Reid se había dicho a sí mismo que hoy iba a ser el día en que finalmente se recuperaría, casi un mes después de mudarse, y terminaría de desempacar la oficina.
Había llegado tan lejos como para abrir una caja. Era un comienzo.
El autobús nunca llega tarde, pensó. Siempre están aquí entre las tres y veintitrés y las tres y veinticinco. Son las tres y treinta y uno.
Voy a llamarlas.
Agarró su celular del escritorio y marcó el número de Maya. Caminaba mientras sonaba, tratando de no pensar en todas las cosas horribles que podrían haberles pasado a sus hijas entre la escuela y el hogar.
La llamada fue al buzón de voz.
Reid bajó apresuradamente las escaleras hasta el vestíbulo y se puso una chaqueta ligera; Marzo en Virginia era considerablemente más favorable que en Nueva York, pero todavía un poco frío. Con las llaves del coche en la mano, introdujo el código de seguridad de cuatro dígitos en el panel de la pared para armar el sistema de alarma en el modo “ausente”. Sabía la ruta exacta que tomaba el autobús; podía dar marcha hasta la escuela secundaria si lo necesitaba, y…
Tan pronto como se abrió la puerta principal, el autobús amarillo brillante siseó hasta detenerse al final de su entrada.
“Pillado”, murmuró Reid. No podía volver a la casa. Sus dos hijas adolescentes se bajaron del autobús y bajaron por el pasillo, deteniéndose justo al lado de la puerta que ahora él bloqueaba mientras el autobús se alejaba de nuevo.
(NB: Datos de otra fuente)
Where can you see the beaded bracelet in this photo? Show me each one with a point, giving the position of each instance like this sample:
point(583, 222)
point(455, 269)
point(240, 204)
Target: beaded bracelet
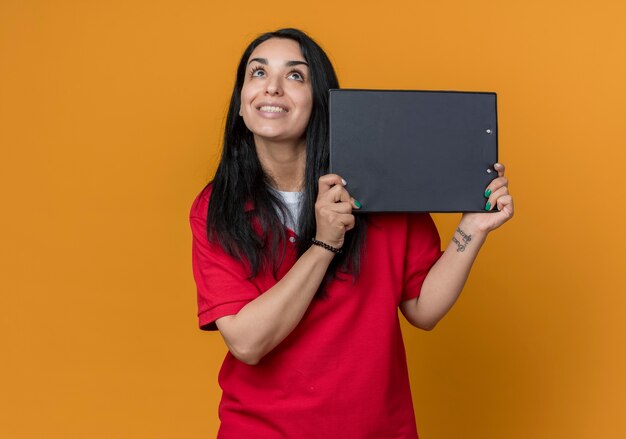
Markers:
point(326, 246)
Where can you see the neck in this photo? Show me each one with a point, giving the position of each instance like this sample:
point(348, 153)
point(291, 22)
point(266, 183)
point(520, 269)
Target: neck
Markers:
point(284, 162)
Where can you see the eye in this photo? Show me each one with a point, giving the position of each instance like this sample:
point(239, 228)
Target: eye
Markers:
point(257, 71)
point(295, 74)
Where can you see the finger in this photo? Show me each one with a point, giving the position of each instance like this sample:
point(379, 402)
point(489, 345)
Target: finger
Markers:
point(326, 182)
point(355, 203)
point(342, 207)
point(335, 194)
point(493, 198)
point(496, 184)
point(499, 167)
point(347, 221)
point(505, 204)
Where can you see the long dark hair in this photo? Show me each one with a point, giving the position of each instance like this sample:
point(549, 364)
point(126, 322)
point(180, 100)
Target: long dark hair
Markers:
point(241, 180)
“Hola, chicas”, dijo lo más brillantemente posible. “¿Cómo estuvo la escuela?”
Su hija mayor, Maya, le lanzó una mirada sospechosa mientras se cruzaba de brazos. “¿Adónde vas?”
“Um… a recoger el correo”, le dijo.
“¿Con las llaves de tu coche?” Ella señaló a su puño, que en realidad estaba agarrando las llaves de su todoterreno plateado. “Inténtalo de nuevo”.
Sí, pensó. Pillado. “El autobús llegó tarde. Y ya sabes lo que dije, si vas a llegar tarde, tienes que llamar. ¿Y por qué no contestaste el teléfono? Intenté llamar…”
“Seis minutos, Papá”. Maya agitó la cabeza. “Seis minutos no es ‘tarde’. Seis minutos es tráfico. Hubo un accidente en Vine”.
Se hizo a un lado cuando entraron en la casa. Su hija menor, Sara, le dio un breve abrazo y un murmullo de “Hola, Papi”.
“Hola, cariño”. Reid cerró la puerta detrás de ellos, la trabó con llave y volvió a introducir el código en el sistema de alarma antes de volver a Maya. “Tráfico o no, quiero que me avises cuando llegues tarde”.
“Estás neurótico”, murmuró.
“¿Perdona?” Reid parpadeó sorprendido. “Parece que confundes neurosis con preocupación”.
“Oh, por favor”, replicó Maya. “No nos has perdido de vista en semanas. No desde que volviste”.
Ella tenía, como de costumbre, razón. Reid siempre había sido un padre protector, y había crecido más cuando su esposa y su madre, Kate, murió hace dos años. Pero durante las últimas cuatro semanas, se había convertido en un verdadero padre helicóptero, flotando y (para ser honesto) quizás estaba siendo un poco dominante.